ECLI:NL:RBDHA:2024:11415
Rechtbank Den Haag
- Eerste aanleg - enkelvoudig
- Rechtspraak.nl
Beoordeling van het beroep tegen het niet in behandeling nemen van een asielaanvraag op basis van de Dublinverordening
In deze uitspraak beoordeelt de Rechtbank Den Haag het beroep van eiser tegen het niet in behandeling nemen van zijn aanvraag voor een verblijfsvergunning asiel voor bepaalde tijd. De staatssecretaris van Justitie en Veiligheid heeft de aanvraag met het bestreden besluit van 14 mei 2024 niet in behandeling genomen, omdat Oostenrijk verantwoordelijk zou zijn voor de aanvraag. De rechtbank heeft het beroep op 11 juni 2024 behandeld, waarbij eiser, zijn gemachtigde, een tolk en de gemachtigde van de staatssecretaris aanwezig waren.

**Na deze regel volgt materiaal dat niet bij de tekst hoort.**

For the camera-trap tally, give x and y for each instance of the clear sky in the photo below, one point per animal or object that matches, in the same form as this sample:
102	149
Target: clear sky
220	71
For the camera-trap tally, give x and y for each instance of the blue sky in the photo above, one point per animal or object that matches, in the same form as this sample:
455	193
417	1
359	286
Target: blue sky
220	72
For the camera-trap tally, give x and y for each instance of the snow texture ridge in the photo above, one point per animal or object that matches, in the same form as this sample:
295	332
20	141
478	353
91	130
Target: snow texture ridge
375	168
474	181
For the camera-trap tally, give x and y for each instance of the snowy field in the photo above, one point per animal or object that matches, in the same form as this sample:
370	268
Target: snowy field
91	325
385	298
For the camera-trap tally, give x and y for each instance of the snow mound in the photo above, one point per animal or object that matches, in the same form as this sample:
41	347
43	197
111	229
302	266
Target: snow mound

De rechtbank verklaart het beroep ongegrond, wat betekent dat het niet in behandeling nemen van de aanvraag in stand blijft. De rechtbank overweegt dat de staatssecretaris op grond van het interstatelijk vertrouwensbeginsel mag aannemen dat Oostenrijk zijn internationale verplichtingen nakomt. Eiser heeft niet aangetoond dat er ernstige redenen zijn om aan te nemen dat hij in Oostenrijk geen toegang tot de rechter zal hebben of dat hij daar een risico loopt op onmenselijke of vernederende behandeling.
Eiser heeft ook aangevoerd dat de belangen van de kinderen van zijn partner niet zijn meegewogen, maar de rechtbank oordeelt dat de kinderen geen gezinsleden zijn in de zin van de Dublinverordening. De rechtbank concludeert dat er geen bijzondere omstandigheden zijn die maken dat de overdracht aan Oostenrijk onevenredig hard zou zijn. De rechtbank benadrukt dat de Dublinverordening niet bedoeld is als een route voor reguliere verblijfsvergunningen, maar om gezinsleden die asiel aanvragen zoveel mogelijk bijeen te houden. De uitspraak is gedaan door mr. B. Fijnheer en is openbaar gemaakt op 3 juli 2024.